Es ist unglaublich wie sehr sich Seigle in diese Figur eindenken konnte und wie glaubwürdig dieser Bericht erscheint. Er ist fiktiv, nur die Eckdaten sind belegt, und dennoch kann man sich nur vorstellen, dass dies die Gedanken und Gefühle waren, die Pauline durch den Kopf gingen, sondern entwickelt auch ein gänzlich anderes Bild der Frau als das, das in der Öffentlichkeit von ihr gezeichnet wurde. Vor allem durch die Verfilmung wurde die Vorstellung von ihr geprägt und das, wo weder sie noch ihr Umfeld daran mitgearbeitet haben. Seigle fasst dies so zusammen:

„Ein Drehbuch über meine Geschichte kam mir umso unwahrscheinlicher vor, als ich bisher überhaupt nichts von der Wahrheit gesagt hatte, nicht einmal bei meinem Prozess; niemand außer mir wusste, was in der Nacht des Verbrechens vorgegangen war.“

Symptomatisch für ihr Leben wird folgender Satz:

„Ich glaube, man kann nur daran sterben, dass man nicht mehr geliebt wird. Und das bedeutet nicht, aus Liebe zu sterben, sondern eher das Gegenteil.“

Als Kind und Jugendliche liebt sie ihren Vater und befolgt seine Befehle unhinterfragt, was ihr zum Verhängnis wird. Als Erwachsene wird sie wiederum von zwei Männern, die sie liebt, zurückgewiesen und als Konsequenz wünscht sie sich den Tod. Nur dieser kann sie erretten. Mehrfach misslingen ihre Suizide, Pauline ist zum Leben verdammt scheint es:

„am Tag vor der Eröffnung meines Prozesses, als ich zum dritten Mal versucht habe, mir das Leben zu nehmen. Alle sagten, ich sei abermals «gerettet» worden, während ich dachte, ich sei abermals am Sterben «gehindert» worden.“

Besonders bestürzend waren die Lynchjustiz und Racheakte der vorgeblichen Résistance. Erbarmungslos schildert der Autor, was man dem jungen Mädchen antut. Die Zeilen sind drastisch, kaum zu ertragen vor Brutalität und man fragt sich, ob der Krieg wirklich alles Menschliche in der Bevölkerung ausgelöscht hat und dass sie vorgefertigte Wahrheiten der tatsächlichen Realität vorziehen. Vieles im Leben von Pauline ist durch die Umstände und vor allem den Krieg bestimmt. Ihr Leben wäre ein gänzlich anderes gewesen, wäre sie in anderen Zeiten großgeworden. Aber so funktioniert nun einmal das Schicksal, es sind die Umstände, die die Menschen zu dem werden lassen, was sie letztlich sind. Und es sind die Worte, die wir gebrauchen, um sie zu beschreiben, die sie zu dem werden lassen, was wir in ihnen sehen wollen. Doch manchmal ist auch die Sprache nicht ausreichend:

„Die Vorsätzlichkeit qualifiziert das Verbrechen als Mord, als assassinat. Doch das Substantiv assassine, mit dem eine Frau zu bezeichnen wäre, die vorsätzlich gemordet hat, existiert in der französischen Sprache nicht; die Form ist nur als Adjektiv gebräuchlich. Maître Floriot und die anderen arrangierten sich mit dieser Unzulänglichkeit des Französischen.“

Aber man findet Wege, sich zu arrangieren.

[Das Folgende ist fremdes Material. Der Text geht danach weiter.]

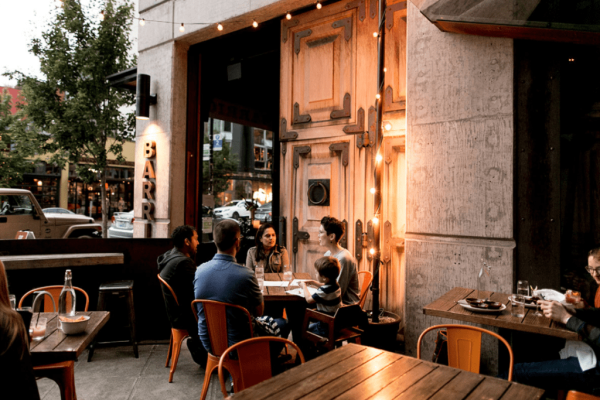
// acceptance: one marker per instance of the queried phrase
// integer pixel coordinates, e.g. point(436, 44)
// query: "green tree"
point(73, 102)
point(19, 142)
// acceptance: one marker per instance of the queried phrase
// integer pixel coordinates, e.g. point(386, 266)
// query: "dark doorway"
point(557, 177)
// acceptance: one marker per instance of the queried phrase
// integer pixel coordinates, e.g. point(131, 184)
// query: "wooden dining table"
point(446, 307)
point(359, 372)
point(57, 347)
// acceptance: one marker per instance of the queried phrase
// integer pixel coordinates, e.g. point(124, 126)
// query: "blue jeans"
point(557, 374)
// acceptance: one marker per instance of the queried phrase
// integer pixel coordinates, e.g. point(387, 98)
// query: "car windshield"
point(15, 205)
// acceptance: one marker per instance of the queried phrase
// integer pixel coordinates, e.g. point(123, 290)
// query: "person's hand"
point(555, 311)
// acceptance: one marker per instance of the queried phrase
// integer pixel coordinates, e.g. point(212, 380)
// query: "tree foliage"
point(74, 102)
point(19, 142)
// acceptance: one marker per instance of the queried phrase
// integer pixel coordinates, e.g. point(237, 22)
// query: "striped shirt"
point(328, 298)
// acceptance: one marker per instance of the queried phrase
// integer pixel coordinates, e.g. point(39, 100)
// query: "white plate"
point(464, 304)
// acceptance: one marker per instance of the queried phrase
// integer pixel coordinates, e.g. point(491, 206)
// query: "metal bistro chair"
point(253, 363)
point(364, 290)
point(177, 337)
point(215, 313)
point(464, 346)
point(63, 373)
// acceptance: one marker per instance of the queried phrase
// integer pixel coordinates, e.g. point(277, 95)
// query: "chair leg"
point(178, 337)
point(211, 364)
point(169, 353)
point(132, 324)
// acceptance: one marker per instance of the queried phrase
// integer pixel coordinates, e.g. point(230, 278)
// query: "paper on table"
point(300, 292)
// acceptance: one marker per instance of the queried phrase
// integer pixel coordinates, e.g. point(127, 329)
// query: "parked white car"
point(20, 211)
point(233, 209)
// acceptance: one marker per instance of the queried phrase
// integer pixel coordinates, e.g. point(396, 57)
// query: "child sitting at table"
point(329, 296)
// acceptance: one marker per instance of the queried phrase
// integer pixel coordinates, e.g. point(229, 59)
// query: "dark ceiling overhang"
point(573, 21)
point(126, 80)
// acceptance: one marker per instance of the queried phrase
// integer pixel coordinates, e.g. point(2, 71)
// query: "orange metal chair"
point(364, 290)
point(177, 337)
point(216, 323)
point(63, 373)
point(253, 364)
point(464, 346)
point(55, 292)
point(573, 395)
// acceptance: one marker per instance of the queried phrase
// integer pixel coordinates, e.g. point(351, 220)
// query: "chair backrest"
point(161, 280)
point(215, 313)
point(364, 290)
point(55, 292)
point(573, 395)
point(464, 346)
point(253, 364)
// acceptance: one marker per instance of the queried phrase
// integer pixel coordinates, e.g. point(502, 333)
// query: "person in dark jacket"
point(178, 269)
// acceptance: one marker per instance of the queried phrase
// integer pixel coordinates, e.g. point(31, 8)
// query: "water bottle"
point(67, 297)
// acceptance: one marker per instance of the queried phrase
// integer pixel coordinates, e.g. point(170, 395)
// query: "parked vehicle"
point(122, 225)
point(264, 213)
point(56, 210)
point(234, 209)
point(20, 211)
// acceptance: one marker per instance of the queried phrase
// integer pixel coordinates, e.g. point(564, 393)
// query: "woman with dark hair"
point(267, 253)
point(16, 372)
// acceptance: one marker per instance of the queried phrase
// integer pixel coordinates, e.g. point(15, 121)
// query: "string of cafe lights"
point(219, 26)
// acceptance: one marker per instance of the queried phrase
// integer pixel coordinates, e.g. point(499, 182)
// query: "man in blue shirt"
point(222, 279)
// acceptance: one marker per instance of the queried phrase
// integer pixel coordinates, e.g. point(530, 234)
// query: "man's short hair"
point(181, 233)
point(595, 252)
point(333, 225)
point(329, 267)
point(225, 234)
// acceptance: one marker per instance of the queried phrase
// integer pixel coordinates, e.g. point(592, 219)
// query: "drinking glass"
point(38, 328)
point(287, 274)
point(523, 288)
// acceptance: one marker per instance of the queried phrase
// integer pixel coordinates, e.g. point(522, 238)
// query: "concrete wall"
point(459, 151)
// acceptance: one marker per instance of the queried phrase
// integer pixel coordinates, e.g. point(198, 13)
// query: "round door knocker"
point(318, 194)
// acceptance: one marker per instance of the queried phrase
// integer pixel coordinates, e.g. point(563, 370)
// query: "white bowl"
point(73, 328)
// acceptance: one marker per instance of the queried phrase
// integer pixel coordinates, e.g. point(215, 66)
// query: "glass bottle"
point(67, 297)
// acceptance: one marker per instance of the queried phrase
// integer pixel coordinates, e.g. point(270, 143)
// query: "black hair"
point(333, 225)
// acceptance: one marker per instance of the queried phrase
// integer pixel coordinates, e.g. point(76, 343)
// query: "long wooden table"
point(360, 372)
point(277, 293)
point(57, 346)
point(446, 307)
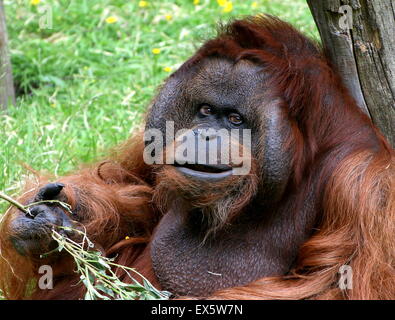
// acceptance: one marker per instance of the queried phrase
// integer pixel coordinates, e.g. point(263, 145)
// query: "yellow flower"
point(228, 7)
point(111, 19)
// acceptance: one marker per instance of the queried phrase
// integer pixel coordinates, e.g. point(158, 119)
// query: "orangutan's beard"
point(219, 202)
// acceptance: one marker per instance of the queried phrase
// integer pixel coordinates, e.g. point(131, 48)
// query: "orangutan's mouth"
point(205, 171)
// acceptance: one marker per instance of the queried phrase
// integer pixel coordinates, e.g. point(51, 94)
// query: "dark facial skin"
point(260, 242)
point(237, 98)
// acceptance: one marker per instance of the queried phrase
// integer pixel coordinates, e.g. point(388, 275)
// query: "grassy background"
point(84, 83)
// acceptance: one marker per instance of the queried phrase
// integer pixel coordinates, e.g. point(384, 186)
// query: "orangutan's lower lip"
point(203, 175)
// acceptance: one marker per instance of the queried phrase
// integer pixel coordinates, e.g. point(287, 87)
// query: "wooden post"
point(359, 37)
point(7, 94)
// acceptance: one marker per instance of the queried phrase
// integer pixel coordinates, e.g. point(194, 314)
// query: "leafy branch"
point(96, 271)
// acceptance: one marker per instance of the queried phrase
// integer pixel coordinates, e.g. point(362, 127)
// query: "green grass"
point(85, 83)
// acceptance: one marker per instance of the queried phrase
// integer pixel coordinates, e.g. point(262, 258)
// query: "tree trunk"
point(359, 37)
point(7, 94)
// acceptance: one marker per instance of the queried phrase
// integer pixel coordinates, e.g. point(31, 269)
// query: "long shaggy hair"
point(339, 155)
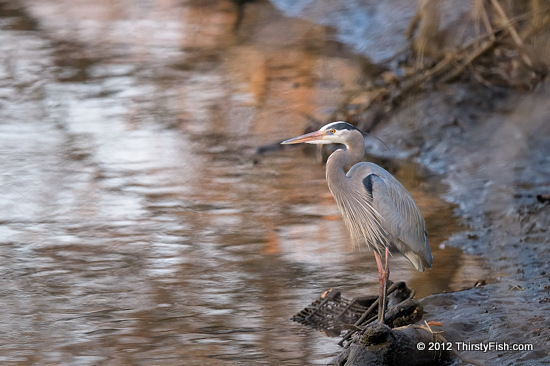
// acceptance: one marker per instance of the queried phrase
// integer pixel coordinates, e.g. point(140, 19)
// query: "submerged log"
point(410, 345)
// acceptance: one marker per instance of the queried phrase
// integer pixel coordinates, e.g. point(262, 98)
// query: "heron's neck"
point(342, 159)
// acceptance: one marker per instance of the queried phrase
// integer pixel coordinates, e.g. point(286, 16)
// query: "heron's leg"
point(386, 278)
point(382, 289)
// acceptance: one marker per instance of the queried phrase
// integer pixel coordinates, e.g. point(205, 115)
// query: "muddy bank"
point(492, 148)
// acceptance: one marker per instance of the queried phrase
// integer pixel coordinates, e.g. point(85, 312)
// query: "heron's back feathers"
point(388, 210)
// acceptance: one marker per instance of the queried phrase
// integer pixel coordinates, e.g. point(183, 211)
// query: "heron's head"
point(333, 133)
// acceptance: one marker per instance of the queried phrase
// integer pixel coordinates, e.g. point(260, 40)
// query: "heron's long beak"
point(308, 137)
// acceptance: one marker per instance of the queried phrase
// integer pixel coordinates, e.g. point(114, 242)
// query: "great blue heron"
point(376, 208)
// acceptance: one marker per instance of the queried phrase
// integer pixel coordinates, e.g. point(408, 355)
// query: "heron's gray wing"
point(399, 214)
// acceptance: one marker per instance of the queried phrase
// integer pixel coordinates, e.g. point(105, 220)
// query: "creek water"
point(138, 225)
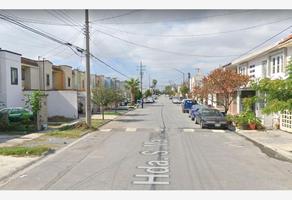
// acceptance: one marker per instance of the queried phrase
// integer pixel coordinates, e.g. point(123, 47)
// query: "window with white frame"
point(242, 70)
point(14, 76)
point(264, 68)
point(276, 64)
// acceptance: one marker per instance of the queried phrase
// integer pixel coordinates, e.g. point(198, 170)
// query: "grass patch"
point(69, 133)
point(59, 119)
point(77, 130)
point(23, 151)
point(112, 113)
point(95, 123)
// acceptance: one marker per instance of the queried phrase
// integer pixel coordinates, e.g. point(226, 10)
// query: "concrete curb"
point(47, 155)
point(267, 149)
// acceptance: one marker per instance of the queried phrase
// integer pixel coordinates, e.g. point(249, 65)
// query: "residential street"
point(118, 158)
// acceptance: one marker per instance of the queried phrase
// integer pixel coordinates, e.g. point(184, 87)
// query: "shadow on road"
point(135, 115)
point(129, 120)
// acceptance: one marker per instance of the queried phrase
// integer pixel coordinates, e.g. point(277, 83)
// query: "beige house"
point(62, 77)
point(78, 78)
point(30, 73)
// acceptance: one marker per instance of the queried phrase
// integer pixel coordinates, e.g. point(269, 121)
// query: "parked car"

Ein beeindruckend und nachhaltig wirkendes Buch über eine Frau, die so viel Hoffnung hatte und die in ihrem Leben einfach kein Glück finden konnte. Wie es wirklich war, wird sich nie herausfinden lassen. Ihr Abschiedsbrief, in dem sie sich offenbar erklärte, ist verschollen und so bleiben nur die Prozessakten, ein Film und das, was wir uns über sie zusammenreimen. Aber das ist nicht wichtig, Jen-Luc Seigle hat ihr eine Stimme gegeben, endlich ihre Version der Wahrheit zu erzählen.

Interessanterweise habe ich gestern ein Feature über „Erfundene Wahrheiten“ in der Fiktion gehört. Es scheint seit einiger Zeit einen Trend auf dem Buchmarkt zu geben, dass sich Bücher, die auf realen Begebenheit beruhen, besonders gut verkaufen. Welche Gefahren darin liegen, wird dabei sehr schön auch aufgezeigt. Letztlich ist aber doch Realität eine Konstruktion, die sich jeder selbst macht. Wir kreieren unsere Welt und darin ist glücklicherweise auch Platz für lesenswerte Geschichten.